In 2012 the ICRC launched the Health Care in Danger project, a four-year effort to secure better protection for health services in conflict and emergencies. The goal is to develop practical recommendations – for instance, guidelines for armed forces staffing checkpoints so ambulances carrying wounded patients can pass quickly.
The role of States in protecting health care needs to be reinforced. States should ensure that their domestic laws meet international legal standards for the protection of patients and health workers, collect data on violence against patients and health workers and investigate its causes, and cooperate in developing worldwide systems for understanding and tackling the problem.
“Hospitals and medical personnel, the providers of primary medical care to the civilian population, are explicitly protected. Yet attacks are not just continuing, they are increasing,” said Dr Chan. “Health workers themselves have an obligation to treat the sick and injured without discrimination. States must respect that obligation, and not punish health workers for performing their duty.”
WHO has a specific mandate to protect the right to health, especially for people affected by humanitarian emergencies. The organization documents attacks on patients, health staff and facilities, and leads the Safe Hospitals Initiative, which aims to ensure healthcare is available in all settings, including emergencies.
Better statistics would help end chronic under-reporting of attacks on health services. ICRC research monitored more than 2,300 incidents involving serious acts or threats of violence in 23 countries between January 2012 and July 2014. But many incidents go unrecorded and the statistics do not reflect the indirect and multiplier effects on community health from attacks on medical staff or denial of access to hospitals and clinics.

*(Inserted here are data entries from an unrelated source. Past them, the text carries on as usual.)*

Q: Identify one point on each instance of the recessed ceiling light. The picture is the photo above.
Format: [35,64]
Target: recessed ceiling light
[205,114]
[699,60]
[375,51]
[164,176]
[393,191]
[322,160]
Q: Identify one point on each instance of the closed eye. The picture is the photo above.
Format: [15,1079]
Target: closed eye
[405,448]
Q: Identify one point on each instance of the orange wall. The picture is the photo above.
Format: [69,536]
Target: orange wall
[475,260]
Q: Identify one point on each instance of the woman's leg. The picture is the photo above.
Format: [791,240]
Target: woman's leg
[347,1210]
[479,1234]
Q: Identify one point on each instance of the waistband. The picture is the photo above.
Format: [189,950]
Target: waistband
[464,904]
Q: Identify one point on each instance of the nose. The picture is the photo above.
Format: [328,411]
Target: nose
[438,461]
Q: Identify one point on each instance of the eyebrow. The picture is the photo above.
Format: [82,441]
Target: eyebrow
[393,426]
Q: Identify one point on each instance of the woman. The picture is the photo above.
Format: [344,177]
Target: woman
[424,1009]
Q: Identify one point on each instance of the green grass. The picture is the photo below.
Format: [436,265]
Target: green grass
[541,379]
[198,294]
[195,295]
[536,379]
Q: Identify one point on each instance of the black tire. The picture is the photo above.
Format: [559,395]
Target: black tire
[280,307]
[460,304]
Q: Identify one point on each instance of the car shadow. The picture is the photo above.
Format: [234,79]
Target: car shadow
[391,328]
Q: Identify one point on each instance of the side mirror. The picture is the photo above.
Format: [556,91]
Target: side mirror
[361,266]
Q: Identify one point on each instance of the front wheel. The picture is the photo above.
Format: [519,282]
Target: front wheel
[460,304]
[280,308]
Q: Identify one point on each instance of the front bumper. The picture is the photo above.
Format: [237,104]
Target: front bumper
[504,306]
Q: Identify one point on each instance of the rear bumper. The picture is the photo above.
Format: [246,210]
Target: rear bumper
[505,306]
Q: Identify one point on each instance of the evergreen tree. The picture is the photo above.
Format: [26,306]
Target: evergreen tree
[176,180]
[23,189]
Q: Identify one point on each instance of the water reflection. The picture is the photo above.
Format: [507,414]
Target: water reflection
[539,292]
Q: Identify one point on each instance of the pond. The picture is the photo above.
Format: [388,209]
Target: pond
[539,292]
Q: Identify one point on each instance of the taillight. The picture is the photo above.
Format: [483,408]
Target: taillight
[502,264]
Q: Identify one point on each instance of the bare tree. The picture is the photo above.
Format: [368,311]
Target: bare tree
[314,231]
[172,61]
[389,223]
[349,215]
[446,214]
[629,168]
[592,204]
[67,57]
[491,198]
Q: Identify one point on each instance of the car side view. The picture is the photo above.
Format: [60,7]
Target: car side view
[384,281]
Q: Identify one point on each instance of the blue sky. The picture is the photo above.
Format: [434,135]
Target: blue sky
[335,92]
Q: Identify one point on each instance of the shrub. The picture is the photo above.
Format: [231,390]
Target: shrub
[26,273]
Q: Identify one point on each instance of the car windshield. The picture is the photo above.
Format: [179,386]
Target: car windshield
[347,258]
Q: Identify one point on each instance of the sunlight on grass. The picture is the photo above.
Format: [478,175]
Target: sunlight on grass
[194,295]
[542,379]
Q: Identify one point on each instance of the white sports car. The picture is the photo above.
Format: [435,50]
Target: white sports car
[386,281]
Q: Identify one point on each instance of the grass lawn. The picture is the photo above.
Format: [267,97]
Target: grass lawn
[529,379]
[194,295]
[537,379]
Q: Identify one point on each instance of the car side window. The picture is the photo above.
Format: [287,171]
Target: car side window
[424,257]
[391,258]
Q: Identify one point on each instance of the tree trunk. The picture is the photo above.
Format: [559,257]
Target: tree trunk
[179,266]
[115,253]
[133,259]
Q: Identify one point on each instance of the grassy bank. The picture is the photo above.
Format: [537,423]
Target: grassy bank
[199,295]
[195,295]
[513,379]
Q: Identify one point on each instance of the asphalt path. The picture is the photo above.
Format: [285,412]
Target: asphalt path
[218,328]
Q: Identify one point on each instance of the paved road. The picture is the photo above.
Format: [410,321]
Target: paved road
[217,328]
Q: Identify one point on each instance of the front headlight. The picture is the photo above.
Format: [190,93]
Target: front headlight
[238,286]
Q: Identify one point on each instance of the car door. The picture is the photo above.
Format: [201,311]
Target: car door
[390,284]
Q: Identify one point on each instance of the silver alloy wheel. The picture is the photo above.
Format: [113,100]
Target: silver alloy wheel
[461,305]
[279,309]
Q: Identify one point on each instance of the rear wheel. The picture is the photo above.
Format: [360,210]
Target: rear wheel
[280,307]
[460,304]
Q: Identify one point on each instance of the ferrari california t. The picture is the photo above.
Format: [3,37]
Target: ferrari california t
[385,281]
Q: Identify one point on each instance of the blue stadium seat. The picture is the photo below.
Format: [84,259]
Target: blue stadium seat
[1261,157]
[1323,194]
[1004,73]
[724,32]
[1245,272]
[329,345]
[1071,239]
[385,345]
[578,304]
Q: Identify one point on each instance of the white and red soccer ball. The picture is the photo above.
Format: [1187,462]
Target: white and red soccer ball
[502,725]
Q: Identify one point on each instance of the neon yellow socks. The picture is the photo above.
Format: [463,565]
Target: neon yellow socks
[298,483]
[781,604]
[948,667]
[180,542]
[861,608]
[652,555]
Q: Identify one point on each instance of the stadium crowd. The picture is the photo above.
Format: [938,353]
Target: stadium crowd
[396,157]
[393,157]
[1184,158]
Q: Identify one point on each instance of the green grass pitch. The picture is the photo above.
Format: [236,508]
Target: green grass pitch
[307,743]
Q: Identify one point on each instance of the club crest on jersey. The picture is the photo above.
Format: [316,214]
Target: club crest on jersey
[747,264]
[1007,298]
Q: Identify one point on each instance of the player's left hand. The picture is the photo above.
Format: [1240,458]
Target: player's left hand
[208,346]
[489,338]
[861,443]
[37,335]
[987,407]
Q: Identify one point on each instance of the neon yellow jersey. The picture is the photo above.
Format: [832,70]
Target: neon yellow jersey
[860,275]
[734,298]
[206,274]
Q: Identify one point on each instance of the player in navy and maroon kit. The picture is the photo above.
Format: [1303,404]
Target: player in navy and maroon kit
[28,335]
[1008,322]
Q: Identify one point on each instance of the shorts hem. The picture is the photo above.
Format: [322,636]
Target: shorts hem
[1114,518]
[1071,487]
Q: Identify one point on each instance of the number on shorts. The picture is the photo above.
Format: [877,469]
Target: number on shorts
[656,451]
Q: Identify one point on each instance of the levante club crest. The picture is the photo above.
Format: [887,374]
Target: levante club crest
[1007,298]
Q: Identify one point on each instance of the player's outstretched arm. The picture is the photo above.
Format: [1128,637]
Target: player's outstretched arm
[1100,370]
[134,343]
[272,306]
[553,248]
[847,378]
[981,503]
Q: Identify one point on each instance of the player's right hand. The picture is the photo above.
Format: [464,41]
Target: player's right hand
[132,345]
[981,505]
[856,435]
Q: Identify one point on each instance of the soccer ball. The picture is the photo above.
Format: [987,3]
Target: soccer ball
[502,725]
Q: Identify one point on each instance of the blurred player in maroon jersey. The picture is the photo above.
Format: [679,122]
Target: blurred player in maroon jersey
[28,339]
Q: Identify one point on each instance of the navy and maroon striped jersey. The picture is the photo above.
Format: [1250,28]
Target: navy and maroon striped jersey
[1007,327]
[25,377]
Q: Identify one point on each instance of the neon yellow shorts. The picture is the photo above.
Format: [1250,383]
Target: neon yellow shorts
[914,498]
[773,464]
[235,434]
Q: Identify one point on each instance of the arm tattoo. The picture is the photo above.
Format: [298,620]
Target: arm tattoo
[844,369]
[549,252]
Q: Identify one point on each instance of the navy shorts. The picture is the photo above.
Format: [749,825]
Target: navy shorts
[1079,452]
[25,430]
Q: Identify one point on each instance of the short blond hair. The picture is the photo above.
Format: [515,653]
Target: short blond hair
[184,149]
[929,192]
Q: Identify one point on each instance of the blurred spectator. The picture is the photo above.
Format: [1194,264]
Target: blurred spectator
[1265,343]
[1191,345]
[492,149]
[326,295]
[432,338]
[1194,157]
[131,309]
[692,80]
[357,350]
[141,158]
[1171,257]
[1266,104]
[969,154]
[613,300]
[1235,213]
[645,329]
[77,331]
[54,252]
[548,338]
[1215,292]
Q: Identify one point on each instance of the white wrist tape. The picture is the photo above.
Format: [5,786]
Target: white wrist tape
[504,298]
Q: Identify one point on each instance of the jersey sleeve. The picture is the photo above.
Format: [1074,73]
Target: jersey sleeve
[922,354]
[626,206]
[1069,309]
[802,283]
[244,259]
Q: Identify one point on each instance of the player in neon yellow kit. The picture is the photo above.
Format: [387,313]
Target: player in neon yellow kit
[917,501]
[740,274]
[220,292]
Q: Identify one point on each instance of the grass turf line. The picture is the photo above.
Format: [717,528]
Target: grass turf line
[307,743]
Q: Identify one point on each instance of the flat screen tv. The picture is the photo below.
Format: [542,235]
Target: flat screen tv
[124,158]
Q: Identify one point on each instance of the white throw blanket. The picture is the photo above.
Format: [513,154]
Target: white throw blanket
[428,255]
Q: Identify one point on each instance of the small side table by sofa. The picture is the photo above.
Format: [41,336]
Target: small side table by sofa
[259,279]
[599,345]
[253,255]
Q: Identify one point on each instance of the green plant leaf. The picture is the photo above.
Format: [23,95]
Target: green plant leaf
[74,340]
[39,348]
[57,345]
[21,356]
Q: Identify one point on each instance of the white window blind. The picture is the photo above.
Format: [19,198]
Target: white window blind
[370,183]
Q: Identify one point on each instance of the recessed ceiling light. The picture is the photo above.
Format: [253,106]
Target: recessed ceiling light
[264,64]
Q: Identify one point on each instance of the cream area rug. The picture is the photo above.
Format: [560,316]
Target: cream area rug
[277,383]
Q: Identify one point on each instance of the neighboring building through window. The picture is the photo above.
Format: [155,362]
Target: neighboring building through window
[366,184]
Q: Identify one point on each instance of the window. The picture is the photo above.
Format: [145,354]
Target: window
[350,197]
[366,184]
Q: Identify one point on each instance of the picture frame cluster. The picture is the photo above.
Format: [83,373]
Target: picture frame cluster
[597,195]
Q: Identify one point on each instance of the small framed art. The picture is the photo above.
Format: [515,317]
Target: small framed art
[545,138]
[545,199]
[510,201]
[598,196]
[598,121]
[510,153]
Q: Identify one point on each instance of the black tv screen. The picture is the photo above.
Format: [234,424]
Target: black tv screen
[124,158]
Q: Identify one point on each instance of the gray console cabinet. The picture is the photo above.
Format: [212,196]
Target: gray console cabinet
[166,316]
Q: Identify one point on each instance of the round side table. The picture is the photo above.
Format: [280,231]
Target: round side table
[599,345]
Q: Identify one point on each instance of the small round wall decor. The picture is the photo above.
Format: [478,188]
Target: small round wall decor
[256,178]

Source : ICRC Resource center
…Humanitarian work is by definition dependent on those who do it. No workers? No aid. The equation is simple. But that simplicity conceals the most complex and difficult task today facing humanitarian organizations working in violence-prone environments. That task is to reach the people in need while guaranteeing the safety of their personnel. No effective action is possible without allowing humanitarian personnel to go about their work and actively ensuring their safety. This is an absolute sine qua non for aiding and protecting people affected by armed conflict. The ability of aid workers operating in armed conflicts and other situations of violence to protect and assist people in need depends on the degree to which they themselves are safe…
…Working in armed-conflict environments has always been dangerous and always will be. Today though, some of the inherent dangers are being exacerbated by the sheer number of high-risk combat zones and strife-torn situations in which organizations like ours are active. There have been dramatic changes such as the security constraints under which Red Cross / Red Crescent staff and volunteers, and humanitarian workers generally, have to operate in the midst of armed conflict. While conflicts may not necessarily be more violent than in the past, workers are more exposed. The fragmentation of armed groups (many of which have unclear command structures), the easy availability of small arms, the intertwining of varied motives, the out-sourcing of security tasks to private military/security companies: all these realities have changed the environment in which we operate. The resurgence of religious fundamentalism and the spreading of terror and violence, fuelled or aided by new and far-reaching social media, have brought new figures to the fore. And they are re-drafting the rules to fit their shifting agendas.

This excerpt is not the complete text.